I used to wake up every morning at 6am, enjoy a quiet cup of coffee with my husband, then spend a couple hours working on the computer before my daughter woke up.

Now she wakes me up around 4:30 or 5:00 each morning with her obnoxiously cheery “Hi, Mamma!”

I can’t even begin to describe how grouchy I am when I have to engage before my morning cup of coffee.

I used to be excited to see my daughter come bursting through the door to the kitchen in the morning. She would always strike a certain pose as she slammed the door shut behind her, and it reminded me of Christopher Reeve’s Superman. Now when I see her eyes peering at me just over the mattress of my bed I get a seething clench of dread in my chest. Not the kind of warm fuzzies we mothers want to have about our children.

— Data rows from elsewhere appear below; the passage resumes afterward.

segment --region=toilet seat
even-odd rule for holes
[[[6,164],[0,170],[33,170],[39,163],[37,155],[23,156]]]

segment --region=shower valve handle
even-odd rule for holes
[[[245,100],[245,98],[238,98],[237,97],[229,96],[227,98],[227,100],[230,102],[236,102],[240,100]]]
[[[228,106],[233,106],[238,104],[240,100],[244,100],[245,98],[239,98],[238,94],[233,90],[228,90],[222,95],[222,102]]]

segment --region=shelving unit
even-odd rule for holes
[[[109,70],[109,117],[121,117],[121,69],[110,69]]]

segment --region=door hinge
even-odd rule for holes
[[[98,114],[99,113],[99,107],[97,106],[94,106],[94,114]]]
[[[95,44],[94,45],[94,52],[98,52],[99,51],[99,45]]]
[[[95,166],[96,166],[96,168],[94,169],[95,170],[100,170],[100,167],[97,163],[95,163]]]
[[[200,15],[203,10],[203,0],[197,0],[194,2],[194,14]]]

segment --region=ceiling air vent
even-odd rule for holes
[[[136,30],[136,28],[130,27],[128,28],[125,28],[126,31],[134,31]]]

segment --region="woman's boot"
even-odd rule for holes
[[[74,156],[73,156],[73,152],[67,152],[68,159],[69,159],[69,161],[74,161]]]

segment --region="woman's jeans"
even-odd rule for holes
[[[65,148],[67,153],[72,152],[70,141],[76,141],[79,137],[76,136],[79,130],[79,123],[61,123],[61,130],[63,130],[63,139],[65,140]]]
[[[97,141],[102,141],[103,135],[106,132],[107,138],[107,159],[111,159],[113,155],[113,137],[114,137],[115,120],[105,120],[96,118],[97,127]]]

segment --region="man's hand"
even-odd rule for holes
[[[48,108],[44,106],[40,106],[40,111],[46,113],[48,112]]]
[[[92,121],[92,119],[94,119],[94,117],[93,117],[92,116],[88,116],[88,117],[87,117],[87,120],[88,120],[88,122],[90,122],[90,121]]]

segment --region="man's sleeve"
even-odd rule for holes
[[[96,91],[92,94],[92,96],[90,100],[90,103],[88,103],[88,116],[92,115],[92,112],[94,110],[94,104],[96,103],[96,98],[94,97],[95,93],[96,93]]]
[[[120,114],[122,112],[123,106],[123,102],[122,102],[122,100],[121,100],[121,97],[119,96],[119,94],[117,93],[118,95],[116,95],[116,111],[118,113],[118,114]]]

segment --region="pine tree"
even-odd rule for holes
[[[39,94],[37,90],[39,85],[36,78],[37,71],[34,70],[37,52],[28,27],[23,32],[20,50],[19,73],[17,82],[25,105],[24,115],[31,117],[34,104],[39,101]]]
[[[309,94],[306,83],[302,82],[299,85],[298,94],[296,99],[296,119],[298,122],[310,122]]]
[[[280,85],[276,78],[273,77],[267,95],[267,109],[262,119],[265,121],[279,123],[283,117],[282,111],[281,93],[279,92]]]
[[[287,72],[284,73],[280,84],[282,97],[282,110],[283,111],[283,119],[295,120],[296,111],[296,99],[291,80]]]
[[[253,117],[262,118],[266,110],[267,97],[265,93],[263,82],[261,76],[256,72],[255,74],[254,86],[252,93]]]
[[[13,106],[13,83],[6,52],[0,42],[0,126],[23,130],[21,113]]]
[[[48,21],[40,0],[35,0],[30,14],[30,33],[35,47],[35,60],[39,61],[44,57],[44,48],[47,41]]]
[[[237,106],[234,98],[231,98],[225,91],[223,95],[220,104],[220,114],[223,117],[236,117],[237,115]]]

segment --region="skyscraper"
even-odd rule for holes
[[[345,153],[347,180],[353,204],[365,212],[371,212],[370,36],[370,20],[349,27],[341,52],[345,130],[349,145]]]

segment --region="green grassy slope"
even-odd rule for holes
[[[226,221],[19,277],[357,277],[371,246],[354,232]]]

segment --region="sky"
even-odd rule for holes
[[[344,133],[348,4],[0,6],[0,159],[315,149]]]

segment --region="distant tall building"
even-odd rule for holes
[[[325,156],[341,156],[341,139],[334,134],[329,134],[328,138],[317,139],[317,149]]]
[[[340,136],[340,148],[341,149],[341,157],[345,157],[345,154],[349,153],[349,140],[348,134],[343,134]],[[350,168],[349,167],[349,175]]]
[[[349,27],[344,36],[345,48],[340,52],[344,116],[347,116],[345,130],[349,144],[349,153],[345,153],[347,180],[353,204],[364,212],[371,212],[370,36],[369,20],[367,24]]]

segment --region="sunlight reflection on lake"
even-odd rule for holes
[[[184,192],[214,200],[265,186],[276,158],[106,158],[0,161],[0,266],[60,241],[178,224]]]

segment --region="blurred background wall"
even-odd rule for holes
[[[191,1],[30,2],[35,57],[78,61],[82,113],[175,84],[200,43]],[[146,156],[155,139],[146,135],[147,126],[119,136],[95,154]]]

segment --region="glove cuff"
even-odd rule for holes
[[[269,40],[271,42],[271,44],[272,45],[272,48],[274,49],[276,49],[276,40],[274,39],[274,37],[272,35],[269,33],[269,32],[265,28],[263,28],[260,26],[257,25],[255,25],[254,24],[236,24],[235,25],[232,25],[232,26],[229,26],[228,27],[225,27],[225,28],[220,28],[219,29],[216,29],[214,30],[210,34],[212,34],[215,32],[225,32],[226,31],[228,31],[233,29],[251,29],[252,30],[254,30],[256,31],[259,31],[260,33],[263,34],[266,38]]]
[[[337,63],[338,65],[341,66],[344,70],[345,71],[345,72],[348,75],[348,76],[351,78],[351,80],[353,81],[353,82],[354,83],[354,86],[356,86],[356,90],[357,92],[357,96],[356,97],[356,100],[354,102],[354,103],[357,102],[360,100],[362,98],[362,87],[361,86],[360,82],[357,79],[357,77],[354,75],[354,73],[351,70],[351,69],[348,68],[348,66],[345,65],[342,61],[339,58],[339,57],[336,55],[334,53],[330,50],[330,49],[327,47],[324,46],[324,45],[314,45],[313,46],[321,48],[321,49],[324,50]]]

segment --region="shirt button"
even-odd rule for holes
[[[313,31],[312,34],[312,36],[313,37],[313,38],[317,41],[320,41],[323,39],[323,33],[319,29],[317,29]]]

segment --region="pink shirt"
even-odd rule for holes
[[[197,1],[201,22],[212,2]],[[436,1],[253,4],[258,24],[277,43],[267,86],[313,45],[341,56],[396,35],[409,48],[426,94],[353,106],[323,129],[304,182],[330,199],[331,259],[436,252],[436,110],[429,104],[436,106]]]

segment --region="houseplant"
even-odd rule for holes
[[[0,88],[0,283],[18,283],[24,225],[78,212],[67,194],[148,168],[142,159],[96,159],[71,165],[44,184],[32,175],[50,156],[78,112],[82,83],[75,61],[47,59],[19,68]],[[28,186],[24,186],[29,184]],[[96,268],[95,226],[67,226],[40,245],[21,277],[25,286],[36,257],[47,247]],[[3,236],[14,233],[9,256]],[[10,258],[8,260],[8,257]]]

I am a mean person when I am sleep deprived – a point which my two-year-old has not yet clued into, but would benefit greatly from knowing.

These days when I consume my morning cup of coffee, I am standing in the middle of my kitchen with squinty eyes watching cable news — or Barney, depending on which one of us has the stronger will that morning – while Ruthie eats her bowl of cereal and I periodically shush her for trying to talk to me.

Disoriented, I have vague memories of silence, of birds chirping, of that still in the air as the sun begins to rise. I wonder what the heck I was thinking, spending those precious mornings doing something so stupid as paying bills or returning emails when I could have been writing, or reading, or sleeping for crying out loud.

I now believe that an organized life is overrated. I do what I can, but if you come to my house and find balls of dog hair floating across the hardwood floors and dirty dishes in my sink you won’t see a look of apology on my face, because that means I had a nap today, which means I won’t bite your nose off when you try to talk to me.